A Charlottetown couple has taken being green to a whole other level — they unplugged their refrigerator five months ago and haven't looked back.
Dona Francis and her fiancé Vihbu Athavaria have used their fridge as nothing more than an extra cupboard since January.
"You know, we were bundling up to go outside, but then we had this big machine running 24 hours a day to keep our food cold," Francis said Thursday. "So, I thought there must be a better way to keep it cold than using so much electricity."
During the winter, it wasn't too hard. The couple simply moved their food from the fridge to an unheated mudroom and their only concern was that the food might freeze.
"For milk and things, we did have to keep them in a cooler filled with water in order to insulate them against the cold, because we ended up with frozen milk and frozen yogurt. So, it's been a learning process," Francis said.
And through a little online research, they learned that even in warm weather, a fridge is not a necessity. They keep their eggs, fruits and vegetables on the counter and grow many of their own veggies.
They walk to the grocery store two or three times a week, Francis said, and plan to eat the food that can't be left out on the day they buy them.
Their dairy products stay cold in a clay pot with the help of a little water inside and out— a trick Athavaria learned growing up in India, where he said fridges aren't nearly as important.
"I moved here, and I was surprised to see the size of fridges in North America," he said.
Francis said the exercise has taught her that people can live without refrigerators.
"I think there's a lot of things that don't need nearly as much refrigeration as we're led to believe," she said. "I like to use eggs as a classic example. We leave them right on the counter, and they're good for at least a week."

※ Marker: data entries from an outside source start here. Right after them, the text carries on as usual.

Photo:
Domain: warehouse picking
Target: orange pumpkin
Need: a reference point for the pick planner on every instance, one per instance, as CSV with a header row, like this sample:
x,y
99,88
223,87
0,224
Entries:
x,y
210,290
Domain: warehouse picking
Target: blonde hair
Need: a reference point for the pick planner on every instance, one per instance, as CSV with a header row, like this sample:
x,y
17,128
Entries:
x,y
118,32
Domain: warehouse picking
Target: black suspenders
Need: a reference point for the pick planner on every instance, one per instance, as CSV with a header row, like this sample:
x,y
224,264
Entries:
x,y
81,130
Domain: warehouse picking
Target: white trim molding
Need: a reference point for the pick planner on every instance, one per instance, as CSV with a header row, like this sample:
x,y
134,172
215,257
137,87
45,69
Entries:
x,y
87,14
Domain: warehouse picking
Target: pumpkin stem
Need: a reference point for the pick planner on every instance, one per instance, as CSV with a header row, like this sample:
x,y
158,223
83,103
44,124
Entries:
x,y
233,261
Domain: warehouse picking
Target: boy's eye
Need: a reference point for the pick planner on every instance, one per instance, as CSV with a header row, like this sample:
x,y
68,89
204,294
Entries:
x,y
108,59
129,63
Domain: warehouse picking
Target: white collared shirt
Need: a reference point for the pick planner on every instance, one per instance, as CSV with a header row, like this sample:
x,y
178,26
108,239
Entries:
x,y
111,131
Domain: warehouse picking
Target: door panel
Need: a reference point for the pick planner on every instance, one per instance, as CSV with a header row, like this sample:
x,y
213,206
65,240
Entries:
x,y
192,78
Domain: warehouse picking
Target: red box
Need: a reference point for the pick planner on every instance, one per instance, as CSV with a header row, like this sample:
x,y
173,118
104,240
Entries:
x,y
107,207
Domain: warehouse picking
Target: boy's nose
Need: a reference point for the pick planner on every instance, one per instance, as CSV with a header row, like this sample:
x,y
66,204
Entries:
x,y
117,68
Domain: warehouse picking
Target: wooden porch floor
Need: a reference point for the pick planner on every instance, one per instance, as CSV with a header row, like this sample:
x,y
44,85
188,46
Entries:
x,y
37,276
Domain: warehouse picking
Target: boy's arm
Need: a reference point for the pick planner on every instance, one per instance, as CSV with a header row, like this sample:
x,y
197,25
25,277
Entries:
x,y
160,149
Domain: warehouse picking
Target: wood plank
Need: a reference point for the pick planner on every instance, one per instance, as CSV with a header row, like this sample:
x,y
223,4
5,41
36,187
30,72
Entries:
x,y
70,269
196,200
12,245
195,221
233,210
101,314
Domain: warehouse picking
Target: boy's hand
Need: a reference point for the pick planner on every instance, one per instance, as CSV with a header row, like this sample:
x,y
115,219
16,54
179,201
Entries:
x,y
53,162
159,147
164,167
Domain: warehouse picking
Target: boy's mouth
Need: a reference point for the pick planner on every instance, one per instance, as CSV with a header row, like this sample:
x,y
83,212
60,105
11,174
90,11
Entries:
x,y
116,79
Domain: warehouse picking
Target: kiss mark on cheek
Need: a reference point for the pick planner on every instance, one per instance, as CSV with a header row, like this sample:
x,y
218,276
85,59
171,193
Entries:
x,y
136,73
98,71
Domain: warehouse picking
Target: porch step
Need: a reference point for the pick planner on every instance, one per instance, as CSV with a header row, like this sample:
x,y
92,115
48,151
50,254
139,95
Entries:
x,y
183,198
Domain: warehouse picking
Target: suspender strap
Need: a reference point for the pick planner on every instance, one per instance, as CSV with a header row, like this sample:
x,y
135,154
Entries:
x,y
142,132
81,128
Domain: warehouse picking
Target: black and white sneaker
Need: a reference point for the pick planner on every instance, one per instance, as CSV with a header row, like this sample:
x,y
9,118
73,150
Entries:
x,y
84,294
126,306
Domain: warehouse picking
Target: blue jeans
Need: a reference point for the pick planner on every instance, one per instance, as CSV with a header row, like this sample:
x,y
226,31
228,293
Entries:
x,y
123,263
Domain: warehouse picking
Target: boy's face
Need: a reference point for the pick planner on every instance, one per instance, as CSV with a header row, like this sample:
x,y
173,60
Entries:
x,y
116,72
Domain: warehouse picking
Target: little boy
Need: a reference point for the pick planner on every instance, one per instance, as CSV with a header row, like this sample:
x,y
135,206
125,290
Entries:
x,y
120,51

In the process, Francis and Athavira have cut their landlord's power bill in half, but they say this is not about saving money — it's about saving the planet.
They've joined a growing list of bloggers who've unplugged their fridges and have started writing about it to get more people to do the same.
"It's not a big effort," Athavira said. "It's a mental block that we think it's too hard to live without these things. But if we try it, we learn that it's very possible."